“My soul is seventeen.”
Kiera Cass is a woman with open arms. Open eyes. Open mouth. (And I mean that as a compliment. Open mouths lead to all kinds of good things: understanding, song, the eating of peanut butter M&Ms.) Unlike certain writers I know, she appears genuinely to appreciate the existence of other human beings, specifically young ones.
In the hour or so that she chatted with a smattering of folks at her hometown library on Tuesday, Kiera had kind words to say about the gazillion people she’s encountered in her career as a writer. However, the one (nameless) person about which she did NOT have nice things to say was a young adult writer she met who hated young adults.
Kiera may have been too polite to ask the obvious question—“WHY IN THE HECK ARE YOU WRITING FOR TEENS?”—but it’s a question worth asking.

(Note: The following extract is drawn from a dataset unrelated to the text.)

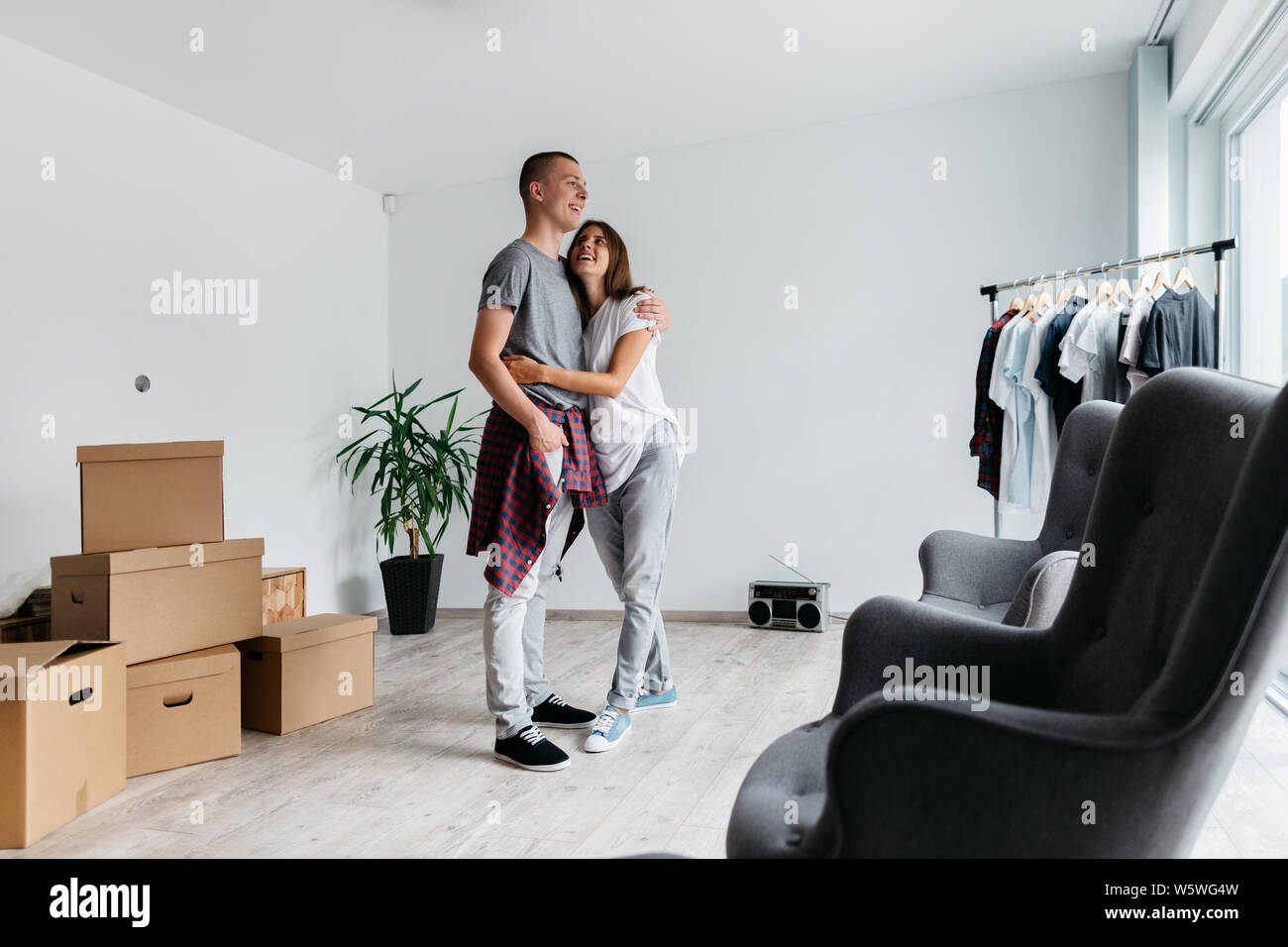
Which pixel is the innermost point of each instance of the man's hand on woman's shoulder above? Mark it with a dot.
(655, 311)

It’s one I’ve had to ask myself of late. Not because I’m a hater; I happen to adore teenagers and all their energy and intelligence and worry and wildness. The question is one I need to ask myself for the simple reason that I am also writing for teens. So really, why am I doing it?
When I was myself a young adult, I wasn’t exposed to a lot in the teen lit genre. I went straight from Ella Fannie’s Elephant Joke Book to Chronicles of Narnia to Kurt Vonnegut. Oh yeah, I cried me good over some Judy Bloom at some point in between, but that was about it.
Thus, as a young writer, it never occurred to me to write for young people specifically. I didn’t know people DID that. (And at that time, not so many of them did.) Plus, I just wanted to play with language and make up tiny stories and think about true things. Translation: I became a poet. And in good poet fashion, I spent years and years writing lyric observations of the sky that were ignored by everyone and everything, including the sky.
Then I had an idea that was not a poem and was not a tiny story and was not “great literature.” It was fun and light and entertaining (or at least it entertained me). Around the same time I was teaching a class on the American bestseller, and a whole slew of college freshmen started telling me about their favorite books. I started reading the books they were excited about, which were in this new (to me) genre called “young adult.” As a writer, the notion that authors could write books for young people—not for snooty intellectual-types—was quite frankly a revelation.
Suddenly, writing the big bad novel was not so scary anymore. I just needed to focus on the idea of telling an entertaining story and let the rest take care of itself. I didn’t have to impress Kurt Vonnegut or the people who read Kurt Vonnegut. I didn’t even have to impress the people who kept books by Kurt Vonnegut unopened on their bedside tables. I simply had to please myself and my imagined audience. (Oh yes, and my co-writer, the astounding Madelyn Rosenberg… but more about her in a future blog.)
This experience of writing a YA novel has opened a sort of floodgate of possibilities for me. When I was in high school, I may have had the soul of a crusty 80-year-old fisherman… but now, as I have gone forward into life, I think my soul may be aging in reverse order.
I’m not quite sure I could say, like Kiera Cass, that it’s seventeen.
My soul is a little more gawky and hopeful and clueless than that.
Closer, I think, to sixteen.
** FOOTNOTE: Just want to add that I do not intend to dis Kurt Vonnegut in any way. He is one of my faves. And he had some great stuff to say about the writing process, too.